As described [Effect the Invention above, according the present invention, on the switching element by the clock pulse phi _b, and OFF operation, by charging and discharging the capacitor at the clock pulse phi _a and phi _f, predetermined amplitude Since the pulse is generated, it is possible to reduce the number of elements in the pulse circuit, reduce the element formation area, and provide a CCD output section that can be accurately driven at a low voltage.

[Brief description of drawings]

FIG. 1 is a circuit diagram of a pulse circuit provided in a CCD output section showing an embodiment of the present invention.

FIG. 2 is a configuration diagram of a conventional CCD output unit.

FIG. 3 is a circuit diagram of a pulse circuit provided in a conventional CCD output section.

FIG. 4 is a timing diagram showing the operation of FIG.

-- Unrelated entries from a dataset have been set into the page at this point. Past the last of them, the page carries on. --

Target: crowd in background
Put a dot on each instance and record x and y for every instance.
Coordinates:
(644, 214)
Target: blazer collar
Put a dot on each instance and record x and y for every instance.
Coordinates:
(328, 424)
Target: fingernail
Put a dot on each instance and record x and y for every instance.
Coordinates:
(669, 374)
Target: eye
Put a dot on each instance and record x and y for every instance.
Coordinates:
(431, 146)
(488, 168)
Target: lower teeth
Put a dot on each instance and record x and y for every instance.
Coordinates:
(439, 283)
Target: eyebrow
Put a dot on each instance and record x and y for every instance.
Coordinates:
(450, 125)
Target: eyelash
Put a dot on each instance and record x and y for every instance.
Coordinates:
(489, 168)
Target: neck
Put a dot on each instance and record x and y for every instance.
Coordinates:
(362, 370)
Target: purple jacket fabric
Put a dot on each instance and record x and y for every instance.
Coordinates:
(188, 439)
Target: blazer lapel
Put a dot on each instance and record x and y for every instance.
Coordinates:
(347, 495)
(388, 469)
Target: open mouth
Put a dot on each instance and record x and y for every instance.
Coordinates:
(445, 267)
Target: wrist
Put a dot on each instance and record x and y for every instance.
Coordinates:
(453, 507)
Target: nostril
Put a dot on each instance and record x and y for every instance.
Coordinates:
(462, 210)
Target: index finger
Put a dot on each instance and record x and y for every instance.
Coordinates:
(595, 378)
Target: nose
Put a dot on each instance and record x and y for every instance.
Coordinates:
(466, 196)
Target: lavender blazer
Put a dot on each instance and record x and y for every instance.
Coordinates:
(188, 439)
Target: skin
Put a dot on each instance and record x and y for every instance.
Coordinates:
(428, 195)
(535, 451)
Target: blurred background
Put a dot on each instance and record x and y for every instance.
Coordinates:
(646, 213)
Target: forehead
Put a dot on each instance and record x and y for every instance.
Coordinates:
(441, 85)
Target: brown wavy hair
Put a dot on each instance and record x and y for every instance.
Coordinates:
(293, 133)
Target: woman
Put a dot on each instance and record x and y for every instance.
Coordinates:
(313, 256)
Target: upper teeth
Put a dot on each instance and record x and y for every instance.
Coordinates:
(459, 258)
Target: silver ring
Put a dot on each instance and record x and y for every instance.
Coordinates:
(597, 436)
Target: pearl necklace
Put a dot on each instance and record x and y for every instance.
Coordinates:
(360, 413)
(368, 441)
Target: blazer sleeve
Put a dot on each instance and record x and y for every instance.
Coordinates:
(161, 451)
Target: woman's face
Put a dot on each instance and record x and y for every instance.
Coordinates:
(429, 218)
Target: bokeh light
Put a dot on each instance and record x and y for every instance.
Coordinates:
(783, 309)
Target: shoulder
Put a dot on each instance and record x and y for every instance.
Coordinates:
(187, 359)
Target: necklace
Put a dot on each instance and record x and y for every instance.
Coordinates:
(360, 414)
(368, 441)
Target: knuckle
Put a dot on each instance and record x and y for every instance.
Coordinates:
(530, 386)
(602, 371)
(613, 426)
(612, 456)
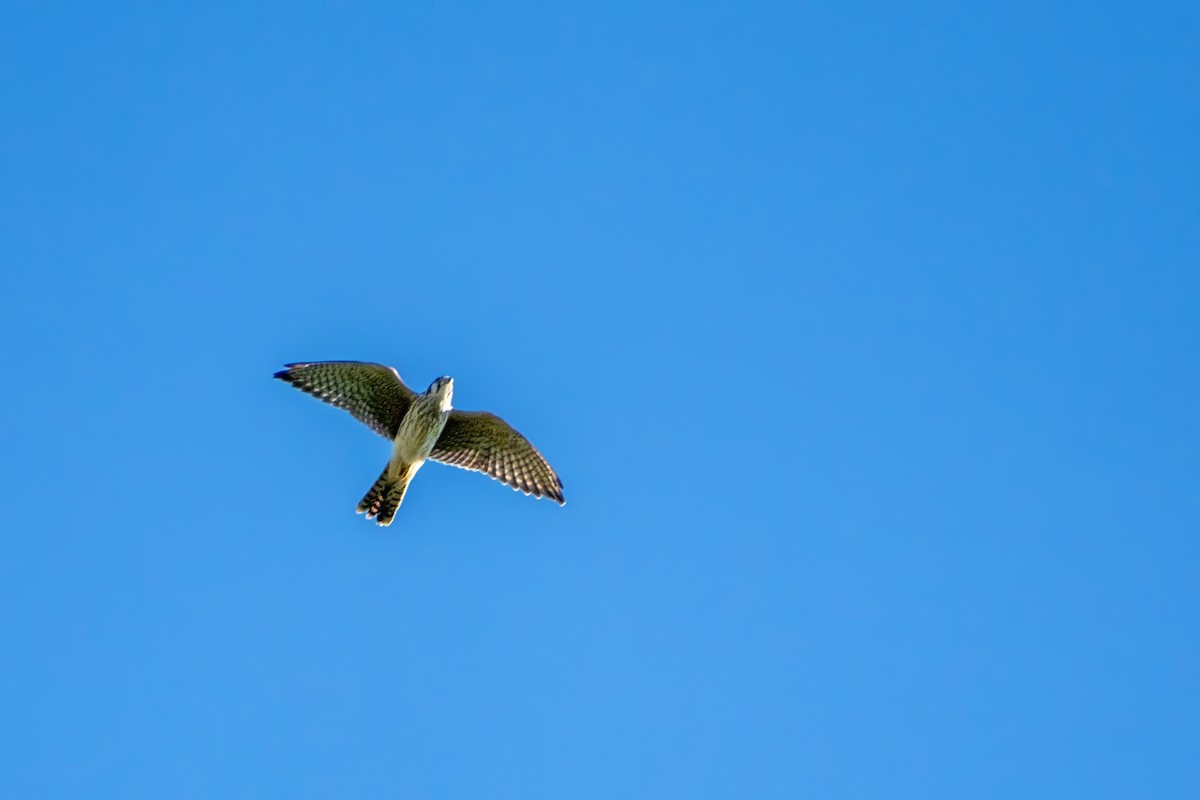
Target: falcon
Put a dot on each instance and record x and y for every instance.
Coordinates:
(421, 427)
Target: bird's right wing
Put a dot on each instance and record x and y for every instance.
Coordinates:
(484, 443)
(372, 392)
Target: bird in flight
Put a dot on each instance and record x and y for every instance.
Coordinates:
(420, 427)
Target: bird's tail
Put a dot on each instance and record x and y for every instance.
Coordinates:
(385, 495)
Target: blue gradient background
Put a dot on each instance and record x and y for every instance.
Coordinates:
(863, 336)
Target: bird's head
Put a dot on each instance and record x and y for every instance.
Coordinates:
(443, 389)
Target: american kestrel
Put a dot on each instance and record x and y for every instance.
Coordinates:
(423, 426)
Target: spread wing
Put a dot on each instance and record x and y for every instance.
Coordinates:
(372, 392)
(484, 443)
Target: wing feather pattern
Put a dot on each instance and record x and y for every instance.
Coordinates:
(484, 443)
(372, 392)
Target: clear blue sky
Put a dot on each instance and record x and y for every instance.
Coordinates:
(863, 335)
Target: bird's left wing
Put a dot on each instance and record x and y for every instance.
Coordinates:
(484, 443)
(372, 392)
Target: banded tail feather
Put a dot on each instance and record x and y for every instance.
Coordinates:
(384, 498)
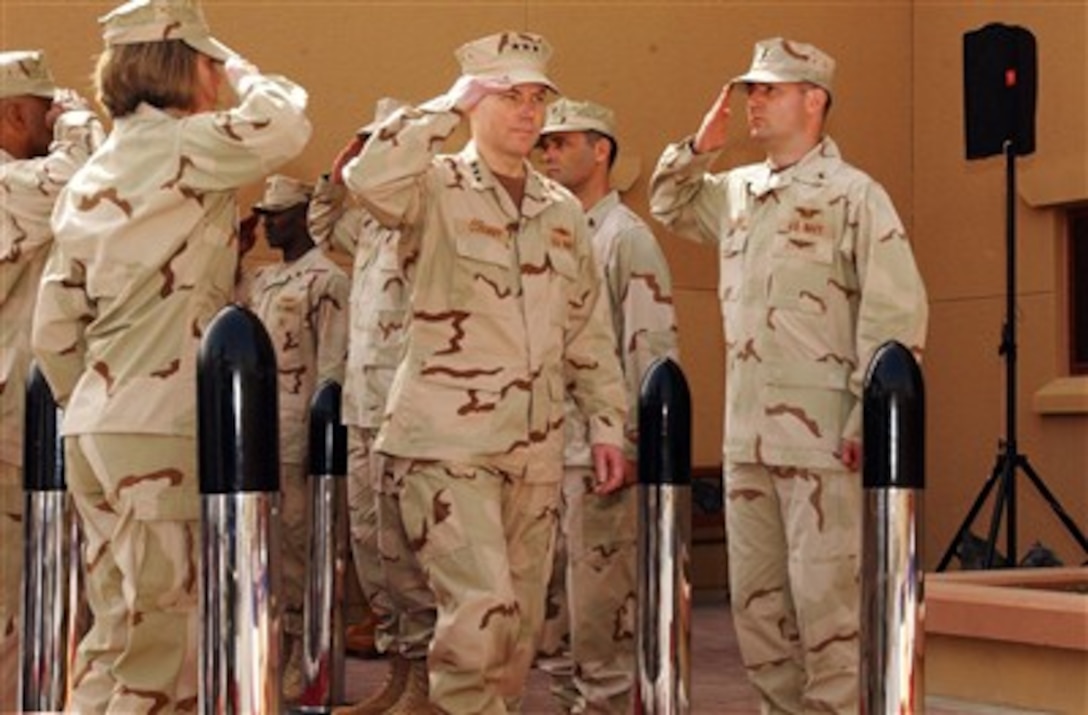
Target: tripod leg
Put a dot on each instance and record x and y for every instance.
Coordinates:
(965, 526)
(1062, 515)
(1001, 502)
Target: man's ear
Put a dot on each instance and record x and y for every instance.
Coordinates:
(816, 100)
(11, 113)
(601, 150)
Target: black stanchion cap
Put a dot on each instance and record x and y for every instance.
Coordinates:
(664, 426)
(237, 406)
(328, 434)
(42, 456)
(893, 435)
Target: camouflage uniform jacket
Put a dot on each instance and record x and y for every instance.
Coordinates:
(304, 307)
(380, 284)
(505, 301)
(146, 253)
(816, 272)
(28, 189)
(640, 295)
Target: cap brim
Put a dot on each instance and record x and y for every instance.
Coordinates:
(762, 76)
(280, 208)
(526, 77)
(211, 47)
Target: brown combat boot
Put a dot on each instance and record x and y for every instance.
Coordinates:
(359, 638)
(416, 698)
(387, 695)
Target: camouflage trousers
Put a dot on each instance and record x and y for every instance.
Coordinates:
(387, 568)
(139, 507)
(294, 543)
(11, 569)
(794, 540)
(588, 641)
(484, 538)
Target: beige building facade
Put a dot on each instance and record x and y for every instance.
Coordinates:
(898, 114)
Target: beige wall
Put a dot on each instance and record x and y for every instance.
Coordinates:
(897, 114)
(960, 234)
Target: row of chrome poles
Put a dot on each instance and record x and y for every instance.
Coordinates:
(239, 658)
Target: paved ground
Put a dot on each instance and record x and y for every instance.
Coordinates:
(718, 685)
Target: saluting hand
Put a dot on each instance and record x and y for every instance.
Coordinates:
(609, 468)
(469, 89)
(713, 132)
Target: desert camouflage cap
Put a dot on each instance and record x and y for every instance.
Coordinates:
(781, 60)
(518, 58)
(158, 21)
(383, 110)
(25, 72)
(573, 115)
(282, 193)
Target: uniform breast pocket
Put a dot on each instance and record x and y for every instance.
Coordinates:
(732, 253)
(804, 267)
(484, 281)
(563, 281)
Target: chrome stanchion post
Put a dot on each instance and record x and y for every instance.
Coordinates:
(51, 584)
(664, 609)
(326, 563)
(893, 477)
(239, 483)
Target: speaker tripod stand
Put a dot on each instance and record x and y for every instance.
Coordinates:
(1010, 459)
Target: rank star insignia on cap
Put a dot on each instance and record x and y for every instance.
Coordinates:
(159, 21)
(282, 193)
(572, 115)
(518, 58)
(25, 72)
(777, 60)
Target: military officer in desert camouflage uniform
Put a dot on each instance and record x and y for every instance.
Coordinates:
(387, 569)
(816, 273)
(144, 257)
(594, 583)
(506, 305)
(303, 303)
(46, 134)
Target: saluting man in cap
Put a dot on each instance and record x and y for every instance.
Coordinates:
(594, 584)
(388, 571)
(816, 272)
(46, 134)
(507, 312)
(145, 256)
(303, 303)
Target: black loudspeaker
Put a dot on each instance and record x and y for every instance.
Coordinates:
(999, 89)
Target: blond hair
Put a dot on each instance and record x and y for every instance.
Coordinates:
(162, 74)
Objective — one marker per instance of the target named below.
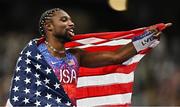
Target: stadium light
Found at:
(118, 5)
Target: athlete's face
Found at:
(62, 26)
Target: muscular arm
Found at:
(97, 59)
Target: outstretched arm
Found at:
(98, 59)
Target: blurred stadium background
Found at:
(157, 79)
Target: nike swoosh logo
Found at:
(53, 62)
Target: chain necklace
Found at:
(53, 49)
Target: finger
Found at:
(158, 34)
(168, 24)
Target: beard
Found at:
(64, 38)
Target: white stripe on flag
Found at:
(105, 79)
(90, 40)
(109, 43)
(134, 59)
(8, 103)
(115, 42)
(105, 100)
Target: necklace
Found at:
(53, 49)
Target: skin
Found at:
(56, 31)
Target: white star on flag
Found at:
(27, 90)
(38, 56)
(48, 70)
(46, 81)
(37, 75)
(48, 96)
(26, 100)
(28, 53)
(68, 103)
(27, 80)
(58, 100)
(38, 66)
(17, 78)
(19, 59)
(56, 85)
(28, 61)
(37, 103)
(48, 105)
(16, 88)
(18, 68)
(15, 98)
(28, 70)
(38, 93)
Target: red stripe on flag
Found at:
(101, 48)
(116, 105)
(72, 44)
(107, 70)
(95, 91)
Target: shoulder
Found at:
(76, 51)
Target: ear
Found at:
(48, 26)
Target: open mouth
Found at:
(70, 32)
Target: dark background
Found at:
(157, 78)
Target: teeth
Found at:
(71, 30)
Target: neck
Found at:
(57, 45)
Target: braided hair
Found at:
(46, 16)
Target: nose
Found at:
(71, 23)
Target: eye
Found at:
(64, 19)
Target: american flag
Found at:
(110, 85)
(34, 83)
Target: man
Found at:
(50, 78)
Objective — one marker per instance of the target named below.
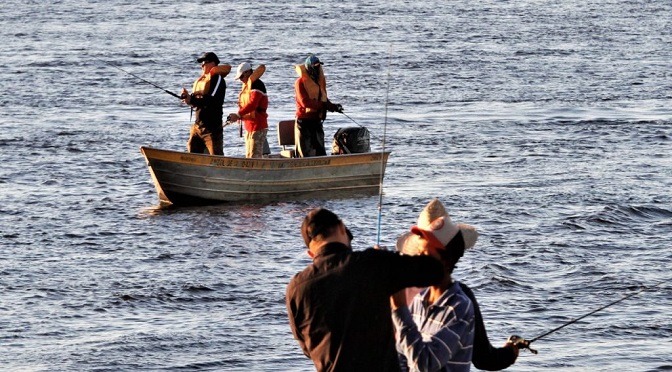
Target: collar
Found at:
(331, 248)
(443, 299)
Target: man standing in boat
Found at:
(312, 105)
(207, 98)
(339, 306)
(252, 106)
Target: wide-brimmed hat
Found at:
(312, 61)
(435, 225)
(242, 68)
(208, 57)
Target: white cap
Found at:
(436, 226)
(242, 68)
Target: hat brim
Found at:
(408, 244)
(237, 77)
(428, 236)
(469, 234)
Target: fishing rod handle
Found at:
(520, 343)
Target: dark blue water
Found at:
(547, 125)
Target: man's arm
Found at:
(416, 271)
(214, 95)
(294, 313)
(485, 356)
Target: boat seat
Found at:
(286, 138)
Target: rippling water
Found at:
(545, 124)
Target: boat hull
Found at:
(183, 178)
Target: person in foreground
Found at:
(252, 106)
(312, 105)
(339, 306)
(434, 227)
(207, 98)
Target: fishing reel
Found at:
(520, 343)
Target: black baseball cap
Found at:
(208, 57)
(317, 222)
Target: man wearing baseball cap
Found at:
(252, 106)
(206, 99)
(312, 105)
(448, 311)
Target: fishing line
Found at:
(138, 77)
(382, 155)
(360, 125)
(525, 344)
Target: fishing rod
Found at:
(382, 155)
(138, 77)
(525, 344)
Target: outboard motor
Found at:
(353, 140)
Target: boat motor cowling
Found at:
(352, 140)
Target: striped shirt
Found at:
(439, 337)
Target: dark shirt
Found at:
(486, 356)
(208, 105)
(339, 307)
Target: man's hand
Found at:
(398, 299)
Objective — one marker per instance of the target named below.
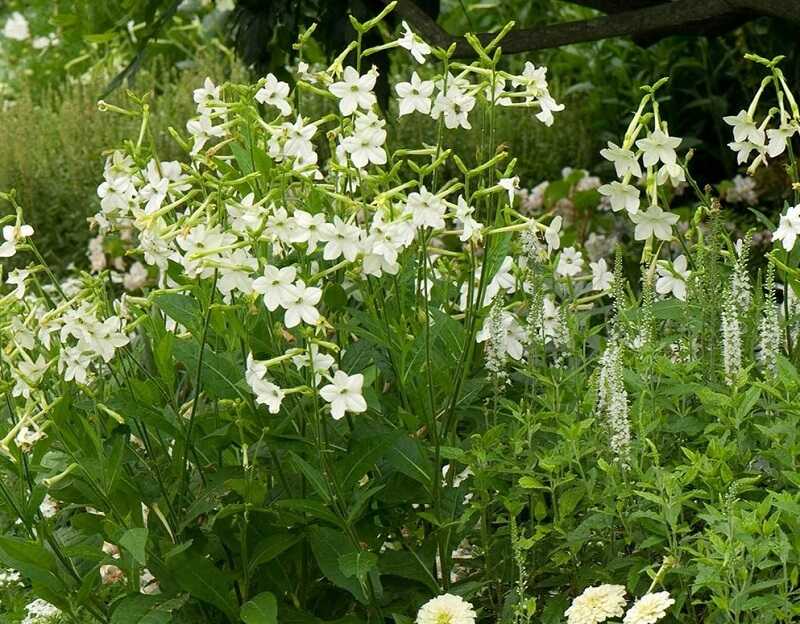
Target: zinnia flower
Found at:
(597, 604)
(446, 609)
(649, 609)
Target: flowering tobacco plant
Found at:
(357, 380)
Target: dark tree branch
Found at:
(648, 22)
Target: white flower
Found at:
(276, 286)
(649, 609)
(551, 234)
(446, 609)
(601, 276)
(658, 146)
(745, 128)
(471, 229)
(597, 604)
(673, 279)
(418, 48)
(354, 91)
(341, 239)
(301, 305)
(344, 394)
(275, 93)
(18, 278)
(319, 362)
(414, 95)
(455, 106)
(16, 27)
(366, 146)
(788, 228)
(655, 222)
(570, 262)
(512, 336)
(426, 209)
(511, 185)
(267, 393)
(12, 235)
(308, 228)
(625, 161)
(622, 196)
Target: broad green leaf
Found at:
(263, 609)
(135, 542)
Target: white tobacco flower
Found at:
(13, 235)
(414, 95)
(470, 228)
(426, 209)
(552, 234)
(625, 161)
(308, 228)
(622, 196)
(570, 262)
(602, 278)
(276, 286)
(18, 279)
(788, 228)
(275, 93)
(745, 128)
(366, 146)
(649, 609)
(416, 46)
(454, 105)
(672, 278)
(658, 146)
(511, 185)
(341, 239)
(269, 394)
(354, 91)
(597, 604)
(344, 394)
(301, 305)
(16, 27)
(446, 609)
(655, 222)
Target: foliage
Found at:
(359, 373)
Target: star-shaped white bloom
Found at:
(745, 128)
(625, 161)
(12, 235)
(655, 222)
(354, 91)
(301, 305)
(275, 93)
(672, 278)
(418, 48)
(658, 146)
(414, 95)
(622, 196)
(276, 286)
(344, 394)
(788, 228)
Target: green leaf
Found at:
(263, 609)
(198, 576)
(145, 609)
(135, 542)
(358, 564)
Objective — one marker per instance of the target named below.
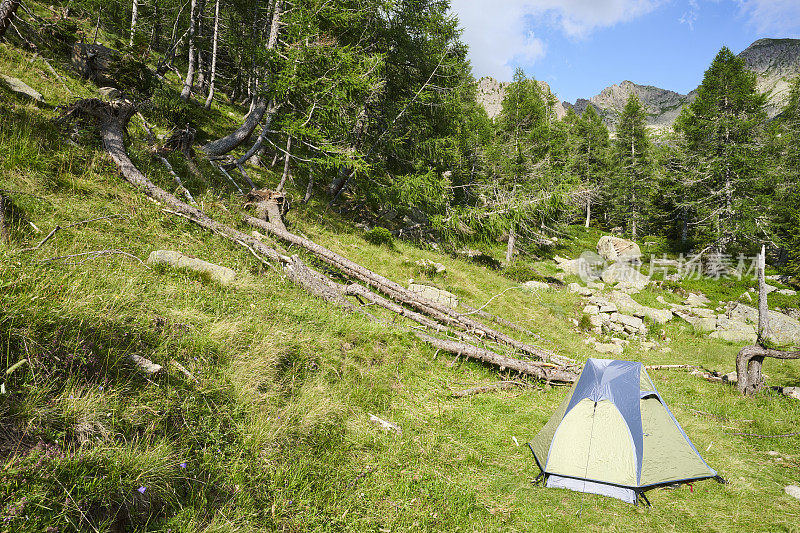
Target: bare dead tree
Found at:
(113, 118)
(134, 20)
(188, 83)
(7, 10)
(242, 133)
(751, 358)
(213, 75)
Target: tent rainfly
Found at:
(614, 435)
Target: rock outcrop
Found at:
(775, 62)
(627, 277)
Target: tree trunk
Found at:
(285, 163)
(529, 368)
(763, 306)
(750, 358)
(7, 10)
(186, 92)
(113, 118)
(213, 58)
(309, 188)
(134, 20)
(243, 132)
(397, 292)
(588, 211)
(5, 233)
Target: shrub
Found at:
(379, 237)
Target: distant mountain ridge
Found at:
(775, 62)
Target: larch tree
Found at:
(630, 186)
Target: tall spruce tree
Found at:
(629, 188)
(591, 151)
(721, 128)
(786, 223)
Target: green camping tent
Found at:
(614, 435)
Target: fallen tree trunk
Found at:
(113, 118)
(399, 293)
(530, 368)
(500, 385)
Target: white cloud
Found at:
(498, 32)
(690, 17)
(781, 17)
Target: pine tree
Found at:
(721, 128)
(590, 162)
(786, 223)
(629, 189)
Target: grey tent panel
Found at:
(582, 485)
(614, 435)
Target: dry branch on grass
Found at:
(113, 118)
(397, 292)
(489, 387)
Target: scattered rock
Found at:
(628, 305)
(580, 289)
(625, 275)
(702, 312)
(435, 295)
(223, 275)
(792, 392)
(577, 267)
(385, 424)
(793, 491)
(700, 324)
(770, 288)
(145, 365)
(609, 308)
(614, 248)
(610, 347)
(536, 285)
(20, 87)
(633, 322)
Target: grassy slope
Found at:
(276, 435)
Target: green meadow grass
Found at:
(275, 433)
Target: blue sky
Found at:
(580, 47)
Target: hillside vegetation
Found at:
(260, 417)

5 is a timing chart showing the operation of FIG. 1. FIG.

[Explanation of symbols]

1 _n-2 , 1 _n-1 second layer transfer gate 2 _n-2 , 2 _n-1 first layer transfer gate 1 _n final stage second layer transfer gate 2 _n final stage first layer Transfer gate 3 Output gate 4 FD region 5 Drain region 6 Drain gate 10 Output amplifier 32, 33 Capacitor 36 P-type FET φ _a , φ _b , φ _e , φ _f Clock pulse φ _r Reset pulse SB Semiconductor substrate VDD Power supply potential VSS Ground potential

Claims (1)

[Claims] 1. A transfer gate at a final stage, which transfers signal charges sent from a transfer gate at a previous stage by a clock pulse φ _b to a output side by a clock pulse φ _tr , formed on a semiconductor substrate, and a transfer at the final stage. An output gate for forming a potential barrier formed on the semiconductor substrate adjacent to the gate, a floating diffusion region formed in the semiconductor substrate adjacent to the output gate for accumulating the signal charge, and Reset means formed on the semiconductor substrate adjacent to the floating diffusion region to discharge accumulated charges in the floating diffusion region to a drain region by a reset pulse φ _r; and the floating diffusion formed on the semiconductor substrate. An output amplifier that converts the accumulated charge amount in the fusion region into a voltage value and outputs it Wherein a pulse circuit for generating the clock pulses phi _tr formed on a semiconductor substrate, in the charge coupled device having, the pulse circuit, a clock pulse phi _a reverse phase with respect to the clock pulse phi _b has one electrode And a capacitor whose other electrode is connected to the output node for outputting the clock pulse φ _tr, and the clock pulse φ _b turns on and off between the first and second electrodes, and the first electrode There is connected to the output node, and a switching element and the clock pulse phi _a pulse width than that and less that clock pulses phi advanced timings than _a clock pulse phi _f is applied to the second electrode, A charge-coupled device, characterized in that it is provided.